After that, we trigger the meeting processing function and we fetch the transcript URL and speaker info. We then send the enriched transcript to summarization to AI and we return the summary end notes and finally update and set it as completed. In here we do have some recommendations and this is not an SDK, SDK does not accept this kind of format so it actually gives you a suggestion even in that case. If AgentKit doesn't support this format at minimum use template literals. So it's basically suggesting us to use template literals instead of joining like this.

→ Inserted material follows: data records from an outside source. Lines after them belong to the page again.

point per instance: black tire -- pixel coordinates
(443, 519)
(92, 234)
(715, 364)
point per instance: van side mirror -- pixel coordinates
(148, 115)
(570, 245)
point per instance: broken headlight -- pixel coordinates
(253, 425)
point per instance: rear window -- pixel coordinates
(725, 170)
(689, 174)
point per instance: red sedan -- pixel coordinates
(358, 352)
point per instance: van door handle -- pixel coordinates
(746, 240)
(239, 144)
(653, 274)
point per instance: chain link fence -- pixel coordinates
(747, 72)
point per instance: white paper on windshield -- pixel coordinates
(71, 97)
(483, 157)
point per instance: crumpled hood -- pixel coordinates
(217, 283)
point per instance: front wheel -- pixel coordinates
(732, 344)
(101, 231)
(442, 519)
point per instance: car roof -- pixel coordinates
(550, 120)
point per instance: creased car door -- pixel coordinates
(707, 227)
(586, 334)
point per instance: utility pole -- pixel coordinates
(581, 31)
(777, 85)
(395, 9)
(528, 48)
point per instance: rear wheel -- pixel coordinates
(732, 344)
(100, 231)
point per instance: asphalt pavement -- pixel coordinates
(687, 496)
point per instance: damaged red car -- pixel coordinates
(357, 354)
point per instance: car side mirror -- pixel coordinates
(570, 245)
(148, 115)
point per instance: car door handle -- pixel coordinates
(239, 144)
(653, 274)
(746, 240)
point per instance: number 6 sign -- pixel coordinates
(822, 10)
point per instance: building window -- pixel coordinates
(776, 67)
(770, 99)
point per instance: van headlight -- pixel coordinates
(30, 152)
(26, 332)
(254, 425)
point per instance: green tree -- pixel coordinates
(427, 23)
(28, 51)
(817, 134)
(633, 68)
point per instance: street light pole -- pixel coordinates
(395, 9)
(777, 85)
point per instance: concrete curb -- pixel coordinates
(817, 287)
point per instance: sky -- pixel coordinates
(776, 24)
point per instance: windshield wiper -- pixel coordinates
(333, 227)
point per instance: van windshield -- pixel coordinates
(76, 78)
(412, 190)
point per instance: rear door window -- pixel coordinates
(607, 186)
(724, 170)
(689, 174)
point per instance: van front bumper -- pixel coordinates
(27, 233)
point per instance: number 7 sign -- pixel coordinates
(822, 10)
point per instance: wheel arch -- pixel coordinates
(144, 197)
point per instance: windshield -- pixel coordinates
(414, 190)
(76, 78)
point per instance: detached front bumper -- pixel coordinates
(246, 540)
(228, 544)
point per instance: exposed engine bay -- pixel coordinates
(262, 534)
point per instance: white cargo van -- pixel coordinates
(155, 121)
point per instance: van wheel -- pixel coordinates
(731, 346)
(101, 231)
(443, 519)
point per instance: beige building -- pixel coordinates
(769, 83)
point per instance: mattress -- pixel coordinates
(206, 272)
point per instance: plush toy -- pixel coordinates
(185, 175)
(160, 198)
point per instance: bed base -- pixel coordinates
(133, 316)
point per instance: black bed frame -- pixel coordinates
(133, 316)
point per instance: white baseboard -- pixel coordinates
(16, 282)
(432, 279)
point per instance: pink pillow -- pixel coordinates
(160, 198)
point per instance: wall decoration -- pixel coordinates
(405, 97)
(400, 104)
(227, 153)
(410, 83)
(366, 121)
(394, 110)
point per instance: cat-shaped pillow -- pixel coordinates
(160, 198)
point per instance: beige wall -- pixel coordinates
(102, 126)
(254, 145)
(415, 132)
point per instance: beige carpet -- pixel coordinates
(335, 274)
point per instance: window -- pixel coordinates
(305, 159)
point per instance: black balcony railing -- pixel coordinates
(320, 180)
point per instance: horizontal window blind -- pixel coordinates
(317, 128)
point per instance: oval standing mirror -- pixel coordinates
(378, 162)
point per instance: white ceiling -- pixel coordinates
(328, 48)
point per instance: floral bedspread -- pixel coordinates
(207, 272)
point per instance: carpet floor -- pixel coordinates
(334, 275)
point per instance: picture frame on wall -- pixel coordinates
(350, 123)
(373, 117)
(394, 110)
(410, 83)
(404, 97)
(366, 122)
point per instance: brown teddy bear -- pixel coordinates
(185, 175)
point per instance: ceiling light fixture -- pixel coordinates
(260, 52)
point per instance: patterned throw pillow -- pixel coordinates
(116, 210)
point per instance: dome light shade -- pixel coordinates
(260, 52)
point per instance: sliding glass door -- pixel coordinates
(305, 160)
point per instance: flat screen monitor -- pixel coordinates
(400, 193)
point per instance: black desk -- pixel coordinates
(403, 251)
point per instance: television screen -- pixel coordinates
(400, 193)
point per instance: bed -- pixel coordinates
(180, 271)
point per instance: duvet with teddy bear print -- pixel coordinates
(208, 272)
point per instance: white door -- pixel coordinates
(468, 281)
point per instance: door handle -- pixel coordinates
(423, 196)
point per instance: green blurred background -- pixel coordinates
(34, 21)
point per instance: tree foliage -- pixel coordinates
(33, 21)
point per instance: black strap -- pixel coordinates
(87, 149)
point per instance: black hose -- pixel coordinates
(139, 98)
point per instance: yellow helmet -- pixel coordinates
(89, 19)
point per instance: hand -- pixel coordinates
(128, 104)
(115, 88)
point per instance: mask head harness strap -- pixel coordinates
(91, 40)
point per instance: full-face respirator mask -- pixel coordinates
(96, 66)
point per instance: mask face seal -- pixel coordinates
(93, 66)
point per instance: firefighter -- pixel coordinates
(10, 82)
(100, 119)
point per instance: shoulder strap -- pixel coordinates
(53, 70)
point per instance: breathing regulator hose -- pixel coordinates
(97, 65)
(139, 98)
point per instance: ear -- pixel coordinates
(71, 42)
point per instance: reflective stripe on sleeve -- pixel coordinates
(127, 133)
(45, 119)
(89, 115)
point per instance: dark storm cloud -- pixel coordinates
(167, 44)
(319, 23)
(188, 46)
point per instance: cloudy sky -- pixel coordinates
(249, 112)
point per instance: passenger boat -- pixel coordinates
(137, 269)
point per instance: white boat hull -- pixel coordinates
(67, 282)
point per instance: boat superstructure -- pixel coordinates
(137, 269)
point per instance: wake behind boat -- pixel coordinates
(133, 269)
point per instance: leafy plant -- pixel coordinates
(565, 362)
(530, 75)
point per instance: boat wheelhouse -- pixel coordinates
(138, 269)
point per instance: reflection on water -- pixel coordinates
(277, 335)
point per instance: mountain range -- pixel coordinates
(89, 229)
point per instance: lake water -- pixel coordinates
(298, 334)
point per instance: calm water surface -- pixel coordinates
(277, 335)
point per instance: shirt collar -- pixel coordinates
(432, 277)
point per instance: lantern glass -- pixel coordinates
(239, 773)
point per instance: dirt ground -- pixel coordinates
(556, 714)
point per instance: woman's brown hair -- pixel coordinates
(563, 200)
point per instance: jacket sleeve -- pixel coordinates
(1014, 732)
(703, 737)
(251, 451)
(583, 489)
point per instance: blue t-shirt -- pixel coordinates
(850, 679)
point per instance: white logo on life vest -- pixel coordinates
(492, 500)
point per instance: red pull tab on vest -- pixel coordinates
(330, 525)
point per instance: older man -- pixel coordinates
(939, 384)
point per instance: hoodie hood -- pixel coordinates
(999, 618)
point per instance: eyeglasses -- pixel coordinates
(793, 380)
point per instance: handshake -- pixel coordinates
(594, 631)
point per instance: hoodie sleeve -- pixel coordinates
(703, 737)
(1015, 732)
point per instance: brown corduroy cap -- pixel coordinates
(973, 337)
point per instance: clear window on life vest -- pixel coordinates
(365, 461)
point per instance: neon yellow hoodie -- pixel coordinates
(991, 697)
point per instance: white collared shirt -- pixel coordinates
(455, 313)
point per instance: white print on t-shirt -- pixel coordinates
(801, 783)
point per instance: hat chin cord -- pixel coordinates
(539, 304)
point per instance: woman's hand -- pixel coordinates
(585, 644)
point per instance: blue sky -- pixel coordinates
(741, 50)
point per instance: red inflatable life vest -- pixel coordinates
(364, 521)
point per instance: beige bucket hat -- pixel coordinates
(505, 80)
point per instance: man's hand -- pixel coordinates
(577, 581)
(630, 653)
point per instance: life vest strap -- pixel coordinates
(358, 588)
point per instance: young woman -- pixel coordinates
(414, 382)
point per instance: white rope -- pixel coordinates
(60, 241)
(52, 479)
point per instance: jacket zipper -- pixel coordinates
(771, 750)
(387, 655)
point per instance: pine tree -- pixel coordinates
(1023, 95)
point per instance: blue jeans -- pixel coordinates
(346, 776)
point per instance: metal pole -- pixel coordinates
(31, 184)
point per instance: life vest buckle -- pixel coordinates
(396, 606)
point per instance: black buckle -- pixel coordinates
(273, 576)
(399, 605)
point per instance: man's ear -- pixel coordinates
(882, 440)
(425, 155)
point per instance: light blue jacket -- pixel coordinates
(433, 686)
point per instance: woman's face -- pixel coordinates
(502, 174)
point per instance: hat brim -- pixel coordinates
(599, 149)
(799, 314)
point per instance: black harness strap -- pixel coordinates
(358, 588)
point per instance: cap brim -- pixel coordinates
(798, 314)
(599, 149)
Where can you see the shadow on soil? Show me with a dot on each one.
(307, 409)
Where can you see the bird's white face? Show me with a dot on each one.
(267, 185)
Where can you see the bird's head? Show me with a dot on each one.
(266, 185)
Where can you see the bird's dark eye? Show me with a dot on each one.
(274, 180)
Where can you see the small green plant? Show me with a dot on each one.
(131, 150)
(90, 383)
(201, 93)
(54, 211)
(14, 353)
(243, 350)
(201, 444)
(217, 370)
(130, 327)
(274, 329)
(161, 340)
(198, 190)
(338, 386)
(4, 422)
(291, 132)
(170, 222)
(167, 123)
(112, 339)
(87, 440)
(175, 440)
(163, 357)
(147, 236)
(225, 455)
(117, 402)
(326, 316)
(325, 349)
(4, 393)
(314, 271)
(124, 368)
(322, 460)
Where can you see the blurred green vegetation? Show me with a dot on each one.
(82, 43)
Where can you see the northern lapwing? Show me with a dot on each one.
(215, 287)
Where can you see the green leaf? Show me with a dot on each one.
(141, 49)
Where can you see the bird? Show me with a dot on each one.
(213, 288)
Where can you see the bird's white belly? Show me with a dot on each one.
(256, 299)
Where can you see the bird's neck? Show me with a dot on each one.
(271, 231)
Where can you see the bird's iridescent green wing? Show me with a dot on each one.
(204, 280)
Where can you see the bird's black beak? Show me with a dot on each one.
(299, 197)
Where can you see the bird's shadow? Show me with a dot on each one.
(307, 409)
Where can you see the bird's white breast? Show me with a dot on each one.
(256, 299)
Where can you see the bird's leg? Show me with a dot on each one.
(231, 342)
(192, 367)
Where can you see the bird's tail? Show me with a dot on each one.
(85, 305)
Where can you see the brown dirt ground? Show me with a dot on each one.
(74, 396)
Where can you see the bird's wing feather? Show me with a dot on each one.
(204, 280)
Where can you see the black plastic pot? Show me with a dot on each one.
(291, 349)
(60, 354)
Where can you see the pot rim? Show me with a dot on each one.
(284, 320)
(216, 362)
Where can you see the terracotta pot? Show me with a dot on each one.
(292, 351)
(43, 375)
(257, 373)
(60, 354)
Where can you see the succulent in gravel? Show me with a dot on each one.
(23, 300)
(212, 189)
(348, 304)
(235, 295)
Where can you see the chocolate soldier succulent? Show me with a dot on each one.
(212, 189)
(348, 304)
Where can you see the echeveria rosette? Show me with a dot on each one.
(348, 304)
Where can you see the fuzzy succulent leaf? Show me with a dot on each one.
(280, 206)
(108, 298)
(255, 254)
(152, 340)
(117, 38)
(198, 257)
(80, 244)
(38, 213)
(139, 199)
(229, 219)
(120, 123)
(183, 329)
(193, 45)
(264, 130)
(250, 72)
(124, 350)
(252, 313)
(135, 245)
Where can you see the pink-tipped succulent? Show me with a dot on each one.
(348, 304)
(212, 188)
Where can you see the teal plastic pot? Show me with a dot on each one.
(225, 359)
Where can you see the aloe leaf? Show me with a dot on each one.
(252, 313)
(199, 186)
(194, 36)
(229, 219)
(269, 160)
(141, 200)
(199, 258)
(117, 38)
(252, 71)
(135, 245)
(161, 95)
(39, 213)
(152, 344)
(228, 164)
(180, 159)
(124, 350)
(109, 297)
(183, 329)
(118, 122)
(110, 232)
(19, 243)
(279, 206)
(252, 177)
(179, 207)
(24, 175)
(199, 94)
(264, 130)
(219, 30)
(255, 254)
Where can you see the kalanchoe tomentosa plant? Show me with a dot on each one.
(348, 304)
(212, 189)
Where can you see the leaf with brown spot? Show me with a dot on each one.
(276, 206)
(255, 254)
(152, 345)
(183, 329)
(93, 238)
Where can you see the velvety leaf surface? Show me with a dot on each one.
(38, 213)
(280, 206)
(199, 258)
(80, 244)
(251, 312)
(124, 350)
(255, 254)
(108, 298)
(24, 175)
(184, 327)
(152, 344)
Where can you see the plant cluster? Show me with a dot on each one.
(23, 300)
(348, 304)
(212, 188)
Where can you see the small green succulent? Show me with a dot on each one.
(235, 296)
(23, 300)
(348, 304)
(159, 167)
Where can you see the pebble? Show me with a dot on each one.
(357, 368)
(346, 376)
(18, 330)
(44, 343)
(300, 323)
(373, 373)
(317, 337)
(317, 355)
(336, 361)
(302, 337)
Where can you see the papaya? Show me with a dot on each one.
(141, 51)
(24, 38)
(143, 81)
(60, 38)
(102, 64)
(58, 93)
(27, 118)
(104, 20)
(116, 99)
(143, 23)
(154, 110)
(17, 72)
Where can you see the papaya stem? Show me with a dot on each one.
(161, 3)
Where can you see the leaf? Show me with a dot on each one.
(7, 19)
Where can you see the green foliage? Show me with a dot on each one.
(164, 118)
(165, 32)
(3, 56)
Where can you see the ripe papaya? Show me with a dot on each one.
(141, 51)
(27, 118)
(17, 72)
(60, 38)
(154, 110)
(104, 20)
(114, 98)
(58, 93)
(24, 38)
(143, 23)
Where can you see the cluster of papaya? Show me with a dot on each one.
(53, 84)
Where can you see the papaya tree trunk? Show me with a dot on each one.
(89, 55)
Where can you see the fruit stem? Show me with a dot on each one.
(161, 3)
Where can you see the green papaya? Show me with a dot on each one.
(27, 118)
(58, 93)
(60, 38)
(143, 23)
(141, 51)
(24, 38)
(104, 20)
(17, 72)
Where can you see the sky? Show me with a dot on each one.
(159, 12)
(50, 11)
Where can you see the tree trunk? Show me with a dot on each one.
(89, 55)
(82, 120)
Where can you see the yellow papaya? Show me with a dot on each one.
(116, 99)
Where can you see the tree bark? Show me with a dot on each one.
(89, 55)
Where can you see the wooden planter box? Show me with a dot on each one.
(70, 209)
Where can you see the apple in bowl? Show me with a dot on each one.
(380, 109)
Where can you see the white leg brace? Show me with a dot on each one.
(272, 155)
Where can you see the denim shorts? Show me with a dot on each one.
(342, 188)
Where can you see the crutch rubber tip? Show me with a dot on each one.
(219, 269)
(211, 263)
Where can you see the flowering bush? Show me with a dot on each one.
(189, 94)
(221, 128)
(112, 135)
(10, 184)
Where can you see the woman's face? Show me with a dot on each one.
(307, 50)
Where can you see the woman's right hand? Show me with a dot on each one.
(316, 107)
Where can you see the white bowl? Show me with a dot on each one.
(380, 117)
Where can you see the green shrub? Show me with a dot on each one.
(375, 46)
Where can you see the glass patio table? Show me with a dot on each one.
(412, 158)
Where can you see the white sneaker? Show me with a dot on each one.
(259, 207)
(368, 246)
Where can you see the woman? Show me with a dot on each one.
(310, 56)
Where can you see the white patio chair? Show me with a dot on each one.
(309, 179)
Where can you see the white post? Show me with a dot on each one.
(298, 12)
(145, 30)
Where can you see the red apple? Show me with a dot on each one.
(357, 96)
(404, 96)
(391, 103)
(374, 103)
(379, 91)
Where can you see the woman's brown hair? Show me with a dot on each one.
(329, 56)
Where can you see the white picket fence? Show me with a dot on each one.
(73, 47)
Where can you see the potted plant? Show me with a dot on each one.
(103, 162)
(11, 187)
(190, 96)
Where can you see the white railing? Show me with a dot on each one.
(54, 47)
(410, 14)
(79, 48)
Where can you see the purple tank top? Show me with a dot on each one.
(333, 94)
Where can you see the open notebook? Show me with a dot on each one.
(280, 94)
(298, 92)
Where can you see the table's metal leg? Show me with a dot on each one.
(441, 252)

Basically to avoid potential prompt injection. So if you want to you can change this. I might change it in the next chapter. And the rest of the refactor suggestions are basically just error handling suggestions which Ingest does a pretty good job of just by itself so no need to do any of that we can just go ahead and merge this pull request and once you've merged it go back to main and go ahead and synchronize the changes like that and now inside of your graph here you should see that you have merged 24 background jobs. That marks the end of this chapter.
Amazing job and see you in the next one.